Influences of secondary metal–ligand subunits on molybdenum oxide structures: the hydrothermal syntheses and structures of [M(tpytrz)2Mo4O13] (M = Fe, Co, Ni, Zn; tpytrz = tripyridyltriazine), [Ni(tpytrz)Mo2O7] and [Zn2(tpytrz)Mo2O8]

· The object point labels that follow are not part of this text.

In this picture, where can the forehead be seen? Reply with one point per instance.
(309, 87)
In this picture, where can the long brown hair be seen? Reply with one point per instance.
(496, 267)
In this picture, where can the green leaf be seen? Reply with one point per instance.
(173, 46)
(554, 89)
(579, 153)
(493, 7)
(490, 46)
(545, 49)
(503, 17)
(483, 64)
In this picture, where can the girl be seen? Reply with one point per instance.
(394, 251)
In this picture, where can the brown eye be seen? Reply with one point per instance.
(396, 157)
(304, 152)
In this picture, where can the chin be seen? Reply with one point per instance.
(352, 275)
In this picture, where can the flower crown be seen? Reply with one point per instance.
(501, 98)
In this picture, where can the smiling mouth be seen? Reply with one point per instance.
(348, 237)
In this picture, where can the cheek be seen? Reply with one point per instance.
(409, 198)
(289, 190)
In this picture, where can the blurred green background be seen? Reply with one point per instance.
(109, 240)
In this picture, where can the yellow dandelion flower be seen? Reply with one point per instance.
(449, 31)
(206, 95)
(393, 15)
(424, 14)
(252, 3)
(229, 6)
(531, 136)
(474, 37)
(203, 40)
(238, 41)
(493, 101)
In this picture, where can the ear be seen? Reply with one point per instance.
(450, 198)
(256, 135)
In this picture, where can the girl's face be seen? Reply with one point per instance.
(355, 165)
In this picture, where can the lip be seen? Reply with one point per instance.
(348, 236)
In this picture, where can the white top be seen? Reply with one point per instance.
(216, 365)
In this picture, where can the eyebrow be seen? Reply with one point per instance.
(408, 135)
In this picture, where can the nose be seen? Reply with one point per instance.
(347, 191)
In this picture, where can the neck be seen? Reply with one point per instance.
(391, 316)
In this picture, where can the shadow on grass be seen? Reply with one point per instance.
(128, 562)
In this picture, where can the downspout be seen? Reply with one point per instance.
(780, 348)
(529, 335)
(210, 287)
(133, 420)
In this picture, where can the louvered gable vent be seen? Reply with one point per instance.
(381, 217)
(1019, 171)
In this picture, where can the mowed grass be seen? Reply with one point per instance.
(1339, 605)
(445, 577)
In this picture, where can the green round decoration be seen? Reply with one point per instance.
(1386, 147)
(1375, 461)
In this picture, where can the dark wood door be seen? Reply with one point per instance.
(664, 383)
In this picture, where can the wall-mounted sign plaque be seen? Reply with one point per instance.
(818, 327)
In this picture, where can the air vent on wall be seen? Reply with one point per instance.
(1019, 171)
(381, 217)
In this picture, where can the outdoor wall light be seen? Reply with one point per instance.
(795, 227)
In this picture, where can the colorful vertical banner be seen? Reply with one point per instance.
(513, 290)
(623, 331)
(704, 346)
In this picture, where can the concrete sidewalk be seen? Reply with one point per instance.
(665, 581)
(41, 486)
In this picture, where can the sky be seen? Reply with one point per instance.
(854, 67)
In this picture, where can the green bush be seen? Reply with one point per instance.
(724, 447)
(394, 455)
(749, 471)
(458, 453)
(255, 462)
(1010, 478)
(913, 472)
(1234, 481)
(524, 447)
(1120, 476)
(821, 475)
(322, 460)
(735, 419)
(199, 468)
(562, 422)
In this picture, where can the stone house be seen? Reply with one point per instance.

The hydrothermal reactions of the appropriate salts of the first row transition metal dipositive cations M′(II), MoO3 and 2,4,6-tri(4-pyridyl)-1,3,5-triazine (tpytrz) yielded the bimetallic oxide hybrid solids [M′(tpytrz)2Mo4O13] [M′ = Fe (1), Co (2), Ni (3), Zn (4)], [Ni(tpytrz)Mo2O7] (6) and [Zn2(tpytrz)Mo2O8] (7) and the molecular compound [Ni(H2O)4(Htpytrz)2][Mo8O26]·1.2H2O (5·1.2H2O). The isomorphous series 1–4 exhibits a two-dimensional bimetallic oxide network constructed from chains of corner-sharing Mo(VI) octahedra and tetrahedra, linked by {M′O4N2} octahedra. The inorganic layers are tethered by bidentate tpytrz ligands, each of which bonds to an M′ site of one layer and an octahedral {MoO5N} site of an adjacent layer, with one pyridyl group adopting a pendant mode in the interlamellar region. In contrast, the structure of [Ni(tpytrz)Mo2O7] (6), while adopting the prototypical motif of alternating bimetallic oxide networks and bridging ligand domains, is characterized by an oxide layer constructed from bimolybdate units {Mo2O7}2− linked through {NiO4N2} octahedra. Curiously, the {Zn2Mo2O8} network of [Zn2(tpytrz)Mo2O8] (7) is constructed from {MoO4} tetrahedra linked through binuclear units of edge-sharing {ZnO4N} square pyramids.